SAP steht im Verdacht, durch wettbewerbswidrige Geschäftspraktiken den Markt für Support und Wartung seiner ERP-Software zu verzerren. Die Europäische Kommission hat hierzu ein förmliches Prüfverfahren eingeleitet, wie am Freitag mitgeteilt wurde. Dabei geht es um den sogenannten Anschlussmarkt für Dienstleistungen rund um die ERP-Systeme, die SAP im Europäischen Wirtschaftsraum (EWR) auf den Servern von Unternehmenskunden bereitstellt.
Die Brüsseler Behörde hegt den Verdacht, dass SAP auf diesem Markt eine beherrschende Stellung einnimmt und durch vertragliche Praktiken Drittanbieter systematisch ausschließt. In einer vorläufigen Bewertung listet die Kommission vier zentrale Verhaltensweisen auf, die eine Beschränkung des Wettbewerbs darstellen könnten.
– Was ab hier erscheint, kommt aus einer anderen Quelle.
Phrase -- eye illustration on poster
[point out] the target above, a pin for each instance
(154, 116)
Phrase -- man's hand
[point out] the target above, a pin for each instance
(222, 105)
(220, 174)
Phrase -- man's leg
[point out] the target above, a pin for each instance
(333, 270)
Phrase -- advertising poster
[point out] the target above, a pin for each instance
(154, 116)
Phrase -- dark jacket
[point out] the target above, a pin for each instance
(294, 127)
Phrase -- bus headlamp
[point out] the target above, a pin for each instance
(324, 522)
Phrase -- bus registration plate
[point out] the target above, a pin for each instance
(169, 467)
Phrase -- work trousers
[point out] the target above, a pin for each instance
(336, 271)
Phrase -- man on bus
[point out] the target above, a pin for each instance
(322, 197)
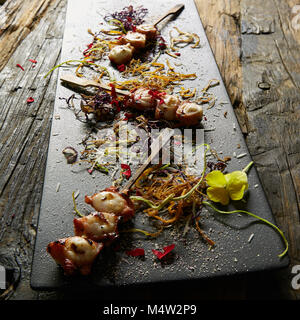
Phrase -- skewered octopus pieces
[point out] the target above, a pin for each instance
(189, 113)
(78, 253)
(135, 39)
(141, 99)
(167, 109)
(127, 44)
(148, 30)
(75, 254)
(111, 201)
(97, 226)
(121, 54)
(166, 106)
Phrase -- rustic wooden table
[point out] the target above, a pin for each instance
(257, 48)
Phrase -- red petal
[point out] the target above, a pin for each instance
(136, 252)
(127, 173)
(167, 249)
(125, 166)
(121, 67)
(18, 65)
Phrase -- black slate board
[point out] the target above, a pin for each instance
(191, 258)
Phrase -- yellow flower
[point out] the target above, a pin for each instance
(223, 187)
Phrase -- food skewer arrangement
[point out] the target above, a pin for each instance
(149, 94)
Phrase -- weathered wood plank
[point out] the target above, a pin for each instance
(271, 55)
(259, 62)
(24, 136)
(249, 51)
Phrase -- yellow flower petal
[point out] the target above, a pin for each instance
(218, 195)
(216, 179)
(237, 183)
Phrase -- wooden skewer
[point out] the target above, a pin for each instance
(158, 144)
(174, 10)
(83, 82)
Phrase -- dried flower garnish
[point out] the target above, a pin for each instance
(30, 100)
(19, 66)
(127, 18)
(127, 170)
(166, 250)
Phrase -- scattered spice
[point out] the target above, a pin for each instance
(137, 252)
(166, 250)
(19, 66)
(127, 172)
(70, 154)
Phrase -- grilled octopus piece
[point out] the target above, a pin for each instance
(74, 254)
(148, 30)
(97, 226)
(121, 54)
(167, 110)
(111, 201)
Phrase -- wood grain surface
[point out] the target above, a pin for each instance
(256, 45)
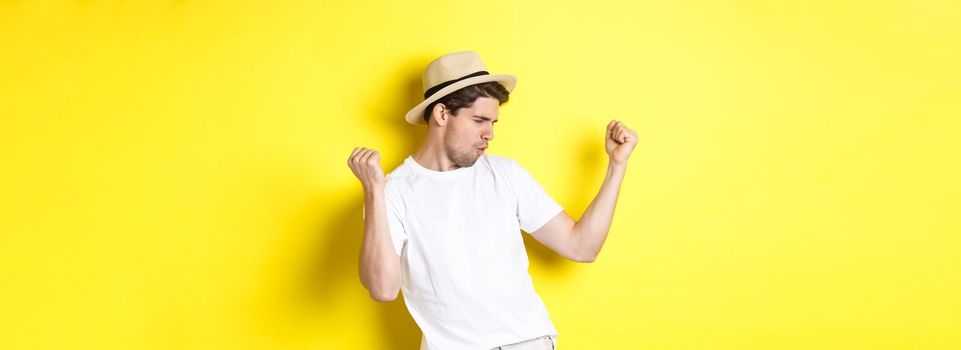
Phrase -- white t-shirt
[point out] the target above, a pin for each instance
(464, 267)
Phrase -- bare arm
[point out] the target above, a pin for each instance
(581, 241)
(379, 263)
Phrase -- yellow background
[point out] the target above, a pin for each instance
(174, 173)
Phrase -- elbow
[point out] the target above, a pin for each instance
(384, 296)
(585, 258)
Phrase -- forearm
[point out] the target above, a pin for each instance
(379, 264)
(591, 230)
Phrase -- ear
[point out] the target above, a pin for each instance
(440, 114)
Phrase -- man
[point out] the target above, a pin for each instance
(445, 225)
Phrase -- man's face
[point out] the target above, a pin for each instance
(470, 131)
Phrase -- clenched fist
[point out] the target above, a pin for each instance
(365, 163)
(620, 142)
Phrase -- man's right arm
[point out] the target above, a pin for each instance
(379, 264)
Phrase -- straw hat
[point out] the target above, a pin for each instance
(451, 72)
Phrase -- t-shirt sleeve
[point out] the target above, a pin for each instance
(395, 223)
(534, 206)
(398, 235)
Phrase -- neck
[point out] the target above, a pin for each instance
(431, 155)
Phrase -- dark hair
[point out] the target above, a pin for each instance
(466, 96)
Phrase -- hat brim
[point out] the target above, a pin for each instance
(416, 114)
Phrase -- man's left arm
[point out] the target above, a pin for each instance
(582, 240)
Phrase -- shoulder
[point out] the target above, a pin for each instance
(500, 162)
(396, 178)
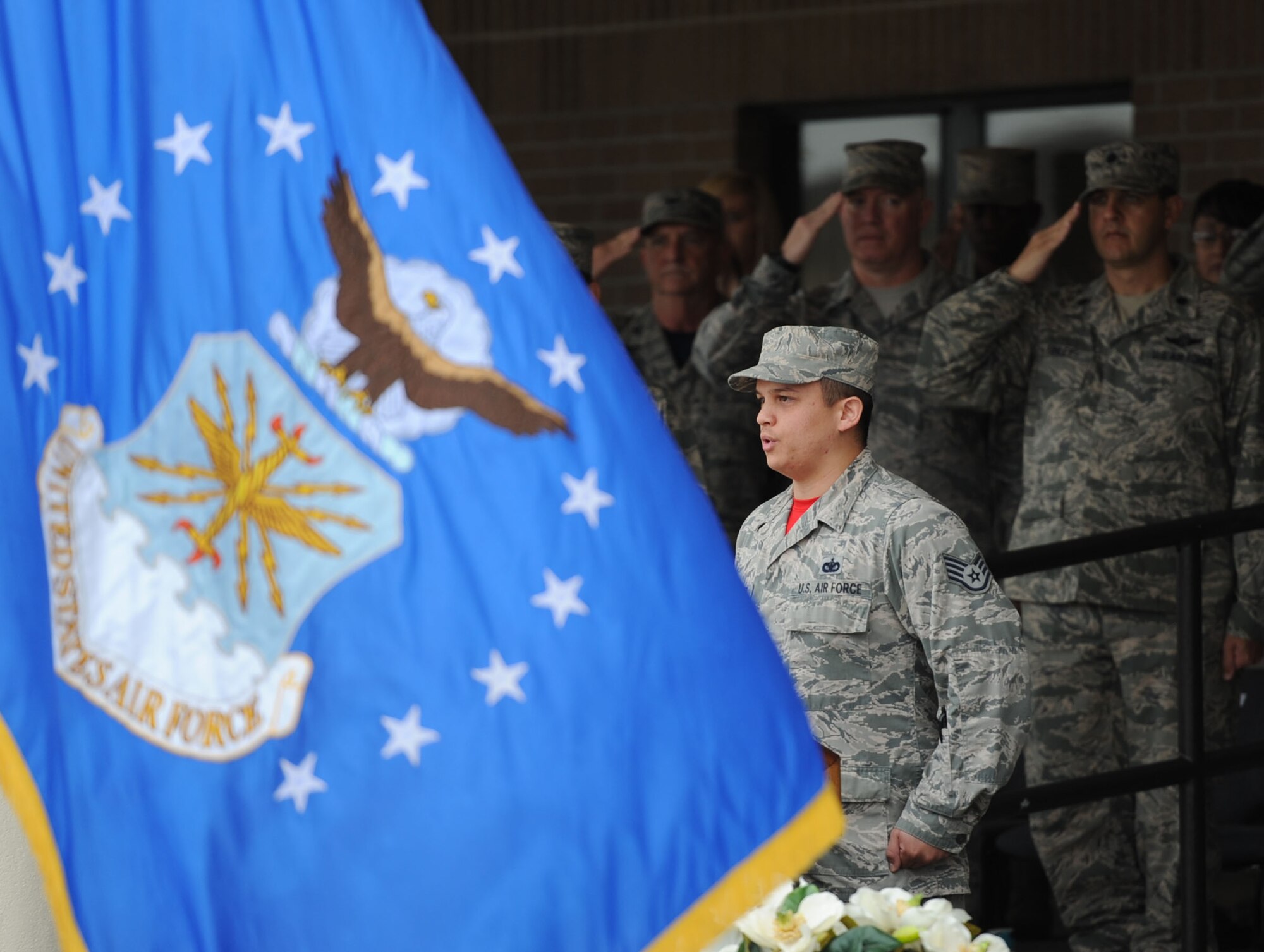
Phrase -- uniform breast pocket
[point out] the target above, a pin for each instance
(834, 647)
Einheitliche Wartungspflicht und Kündigungsbarrieren
Zum einen sollen Kunden gezwungen worden sein, für sämtliche lokal betriebene ERP-Software dieselbe Art von SAP-Support zu wählen – unabhängig davon, ob sie nur einzelne Komponenten aktiv nutzen. Eine Kombination verschiedener Supportanbieter mit unterschiedlichem Leistungsumfang sei damit faktisch ausgeschlossen gewesen, obwohl dies aus Kundensicht kostengünstiger wäre.
Darüber hinaus wird SAP vorgeworfen, die Kündigung von Wartungsverträgen für ungenutzte Lizenzen zu blockieren. Kunden mussten demnach weiter für Leistungen zahlen, obwohl sie diese nicht in Anspruch nahmen. Auch eine systematische Verlängerung des Erstzeitraums, in dem der Support nicht gekündigt werden kann, steht auf der Liste möglicher Marktverzerrungen.
Gewinnen in der Plattform-Ökonomie
Hohe Wiederaufnahmegebühren im Fokus
Ein weiteres wettbewerbsrechtlich relevantes Verhalten betrifft die Praxis, Kunden nach einer Unterbrechung des Supports hohe Wiedereinstiegsgebühren zu berechnen – teils in der Höhe der gesamten Ausfallperiode. Dies könne einen abschreckenden Effekt haben und den Wechsel zu Drittanbietern unterbinden.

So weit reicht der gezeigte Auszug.